Por: Antonieta B. de De Hoyos
Cuando un niño camina por la calle, una cohorte de ángeles le precede y proclama: “¡Abrid paso a la imagen del Santísimo!” Refrán Haídico (Amérindio canadiense).
En una sociedad plagada de problemas, los peligros que acechan a los niños son obvios: pobreza, violencia, indiferencia, enfermedad, maltrato y un sinnúmero de otros males, visibles e invisibles, sufridos o contemplados, que siempre han existido y que son terribles, pero, ¿qué podemos hacer para remediarlos?
Dicen los que saben, que la causa determinante para estos males es nuestra falta de reverencia a la vida. Toda dureza de corazón y desprecio, es un asesinato, y puede que se mate no sólo lo que vive en el presente, sino también lo que vive en el futuro. Existe un gran peligro que amenaza a los niños y que ha penetrado en nuestra cultura y lenguaje: la irreverencia; esa falta de respeto que queda de manifiesto cuando de forma petulante les llamamos mocosos; en el desprecio que mostramos por sus sentimientos al hablar de sus defectos delante o, a sus espaldas; cuando ensalzamos a uno y nos quejamos de otro, cuando sin pensar llamamos “ilegítimo” al hijo nacido fuera de matrimonio. Estos son síntomas del desamor que estimula todos los males y uno de los más generalizados es el divorcio, si hubiera respeto hacia los niños, no se toleraría, ni se le consideraría “aceptable”.

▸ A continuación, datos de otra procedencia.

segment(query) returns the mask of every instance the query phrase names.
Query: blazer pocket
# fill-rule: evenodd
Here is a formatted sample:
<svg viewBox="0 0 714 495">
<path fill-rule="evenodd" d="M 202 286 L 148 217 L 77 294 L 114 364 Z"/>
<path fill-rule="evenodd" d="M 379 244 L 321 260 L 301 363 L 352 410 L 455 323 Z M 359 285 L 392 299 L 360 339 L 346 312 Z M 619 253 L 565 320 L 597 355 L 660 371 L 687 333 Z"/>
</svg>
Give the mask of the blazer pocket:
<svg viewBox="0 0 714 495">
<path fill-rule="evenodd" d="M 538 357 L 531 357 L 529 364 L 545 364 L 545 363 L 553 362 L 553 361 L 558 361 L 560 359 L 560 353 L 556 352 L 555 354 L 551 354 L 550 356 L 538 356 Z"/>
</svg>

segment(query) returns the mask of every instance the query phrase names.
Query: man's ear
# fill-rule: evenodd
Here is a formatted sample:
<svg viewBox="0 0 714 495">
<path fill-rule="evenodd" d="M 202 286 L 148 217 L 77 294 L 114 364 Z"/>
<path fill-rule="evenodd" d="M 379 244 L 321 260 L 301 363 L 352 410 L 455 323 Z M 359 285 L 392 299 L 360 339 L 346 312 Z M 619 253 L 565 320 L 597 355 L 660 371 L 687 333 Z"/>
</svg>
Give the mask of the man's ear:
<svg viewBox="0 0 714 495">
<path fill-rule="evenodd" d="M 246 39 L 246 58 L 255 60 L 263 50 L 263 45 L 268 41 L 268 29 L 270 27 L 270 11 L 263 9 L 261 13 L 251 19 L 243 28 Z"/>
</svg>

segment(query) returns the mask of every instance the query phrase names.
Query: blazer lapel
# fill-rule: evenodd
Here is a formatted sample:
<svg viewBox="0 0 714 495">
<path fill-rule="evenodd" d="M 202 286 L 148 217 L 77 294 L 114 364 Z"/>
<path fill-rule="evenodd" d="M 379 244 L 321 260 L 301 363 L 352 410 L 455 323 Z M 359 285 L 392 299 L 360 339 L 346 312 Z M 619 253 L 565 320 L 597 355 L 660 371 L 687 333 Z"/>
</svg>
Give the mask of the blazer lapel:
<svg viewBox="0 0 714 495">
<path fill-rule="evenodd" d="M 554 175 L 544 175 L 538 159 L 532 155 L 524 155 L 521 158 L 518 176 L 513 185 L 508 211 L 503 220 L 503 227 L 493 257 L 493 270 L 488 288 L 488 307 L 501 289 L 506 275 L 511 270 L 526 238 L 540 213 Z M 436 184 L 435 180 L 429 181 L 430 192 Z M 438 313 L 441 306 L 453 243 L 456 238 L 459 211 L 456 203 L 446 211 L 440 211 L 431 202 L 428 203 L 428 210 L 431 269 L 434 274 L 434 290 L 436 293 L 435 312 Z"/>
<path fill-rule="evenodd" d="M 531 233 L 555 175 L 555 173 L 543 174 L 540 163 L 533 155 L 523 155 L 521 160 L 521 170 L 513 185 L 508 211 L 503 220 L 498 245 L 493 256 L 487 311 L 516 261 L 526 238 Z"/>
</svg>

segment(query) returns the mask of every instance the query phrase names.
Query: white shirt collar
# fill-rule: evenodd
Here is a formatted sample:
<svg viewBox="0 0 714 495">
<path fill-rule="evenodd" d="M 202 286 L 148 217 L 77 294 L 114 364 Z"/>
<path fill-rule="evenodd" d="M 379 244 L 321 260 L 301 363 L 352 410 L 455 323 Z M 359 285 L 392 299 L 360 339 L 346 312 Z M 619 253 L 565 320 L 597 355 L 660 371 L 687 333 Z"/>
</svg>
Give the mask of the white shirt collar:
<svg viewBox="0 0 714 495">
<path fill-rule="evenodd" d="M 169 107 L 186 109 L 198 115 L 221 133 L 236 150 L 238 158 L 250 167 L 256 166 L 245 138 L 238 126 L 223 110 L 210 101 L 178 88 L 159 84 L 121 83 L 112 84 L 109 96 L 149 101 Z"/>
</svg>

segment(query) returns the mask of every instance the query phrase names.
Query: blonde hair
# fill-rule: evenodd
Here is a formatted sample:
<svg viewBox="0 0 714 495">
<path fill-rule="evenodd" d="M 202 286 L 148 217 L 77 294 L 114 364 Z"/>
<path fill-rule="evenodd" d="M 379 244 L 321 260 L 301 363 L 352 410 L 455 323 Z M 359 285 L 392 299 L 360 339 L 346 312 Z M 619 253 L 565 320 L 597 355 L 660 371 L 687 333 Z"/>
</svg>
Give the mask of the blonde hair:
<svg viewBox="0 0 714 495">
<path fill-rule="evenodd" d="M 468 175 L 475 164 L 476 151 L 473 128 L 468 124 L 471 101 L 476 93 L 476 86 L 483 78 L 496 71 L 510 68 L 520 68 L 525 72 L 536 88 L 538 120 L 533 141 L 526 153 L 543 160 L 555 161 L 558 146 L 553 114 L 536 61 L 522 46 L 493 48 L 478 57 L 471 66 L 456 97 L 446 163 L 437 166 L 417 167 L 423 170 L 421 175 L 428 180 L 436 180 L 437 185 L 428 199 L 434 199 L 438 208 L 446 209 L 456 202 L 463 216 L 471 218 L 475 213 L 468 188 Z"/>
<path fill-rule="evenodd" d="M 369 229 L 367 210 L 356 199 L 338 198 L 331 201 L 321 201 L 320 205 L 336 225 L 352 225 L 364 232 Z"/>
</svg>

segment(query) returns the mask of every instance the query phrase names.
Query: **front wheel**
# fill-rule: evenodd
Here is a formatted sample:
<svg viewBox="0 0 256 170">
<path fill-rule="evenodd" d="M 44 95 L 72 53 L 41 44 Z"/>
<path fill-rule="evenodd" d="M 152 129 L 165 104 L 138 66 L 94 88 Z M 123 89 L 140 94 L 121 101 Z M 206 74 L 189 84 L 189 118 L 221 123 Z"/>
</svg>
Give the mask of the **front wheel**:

El divorcio es la deplorable ruptura de un contrato, razón suficiente para que se les permita a los hijos entablar un pleito contra sus padres. Si dos personas acuerdan crear a un ser humano y prometen brindarle amor, un hogar, seguridad y bienestar, pero resulta que en cierto momento algo no funciona bien, se dan cuenta de que ya no se aman sino que se detestan y deciden separarse pensando solo en sí mismos, olvidando el contrato que hicieron con sus hijos. No siempre la separación es lo “mejor para el niño”, aunque los padres lo repitan cientos de veces, la experiencia de las mayorías ha enseñado lo contrario.
Muchos de esos niños separados de sus padres alegan: ¿acaso mis padres me liberaron de un hogar infeliz donde todo eran pleitos y gritos, deseando que mi niñez fuera más afortunada? Hubiera sido mejor que aprendieran a no gritarse, lo habrían hecho con menos esfuerzo del que le cuesta a un niño aprender a ser hijo de padres divorciados. Los divorciados con hijos acusan a los demás de egoístas, pero no se trata de lo que digan los demás, sino de lo que algún día oirán de boca de sus propios hijos. Una infancia perdida, no se recupera…
Los niños con su inocencia y claridad nos muestran la faz de Dios en forma humana. Son ellos los que guían hacia la verdad. Los adultos somos indignos de educar a uno solo de ellos, nuestros labios están manchados; la dedicación no es total, la honradez no es completa; el amor es injusto, la bondad está plagada de segundas intenciones. Para nuestro infortunio, no hemos trabajado aún lo suficiente para librarnos del desamor, de los impulsos posesivos y egoístas que nos corrompen.